What gives these words lasting vitality is not that America has always lived up to its creed. To the contrary, when this nation has fallen short, as with slavery and segregation and second-class status for women, the fall has been egregious. What most validates the American democratic quest is its genius for self-correction. When we get things wrong, we work to set things right. More than any other quality, this is what makes the phrase “American exceptionalism” not an abstract theory but a self-evident fact, confirmed in the best scientific sense by countless experimental trials.
It goes without saying that love of country is real for a great many Americans who play politics left of center. Faith in government activism is not somehow intrinsically at odds with patriotism. Yet it must be said that for over three decades the cultural left’s center of gravity has shifted decisively toward the conviction that America is synonymous with an unending series of crimes and depredations against humanity. (I discuss this in my essay Busting the Moral Equivalence Racket.)
Opening to this truth does not require embracing the GOP platform, or for that matter, signing up with the supposed correctness of, say, a rightwing ideology that's as myopic as its left-wing counterpart. I say this in response to those who assert: "Okay, Keith. It's clear why you've left the political left. Now, it's incumbent on you to apply the same criticism to the political right."
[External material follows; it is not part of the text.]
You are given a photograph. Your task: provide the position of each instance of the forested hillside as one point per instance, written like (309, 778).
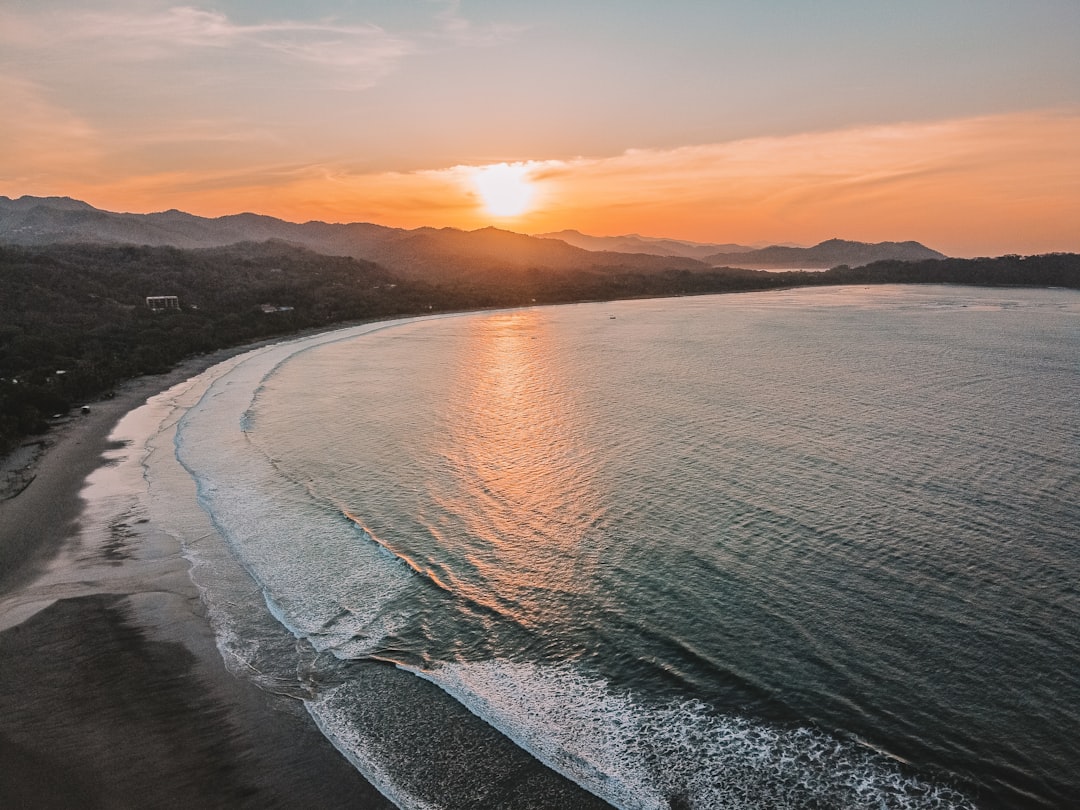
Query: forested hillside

Actually — no, it's not incumbent on me to do that. Here's why. I haven't been laboring in the vineyards of conservative politics for most of my adult life, such that criticizing the right would be to criticize my own tradition. Whereas I have lived on the left, in such a way that coming to terms with my past commitments involves self-criticism.
This is not to say you won't hear criticism of ideas that may be popular among some on the right. When you've stepped off the left-right line you become free to reject particular tenets from either side, as well as to embrace tenets from eithe side. Libertarians know this especially well. I have considerable sympathy with the freedom quest of libertarian thinking, although for me the word "libertarian" — like the words "liberal" and "conservative" — are more appealing these days as adjectives than as nouns.
And, yes, you will hear me embrace conservative ideas that make sense to me. I'm now very willing to make common cause with conservatives when I think they’re right. I don’t have a problem, say, with Bill Bennett's view that the 1960s-inspired project of fostering self esteem separate from encouraging personal achievement has been a cultural disaster. I only wish more people on the left would join the campaign, because America doesn't need a generation of unaccomplished kids with inflated opinions of themselves.
Likewise, I’ll be glad to cheer when the Children’s Defense Fun gets around to advocating dedicated parenting as kids’ first and foremost need. Until then, I’ll keep saying to Dr. Laura: You go, girlfriend.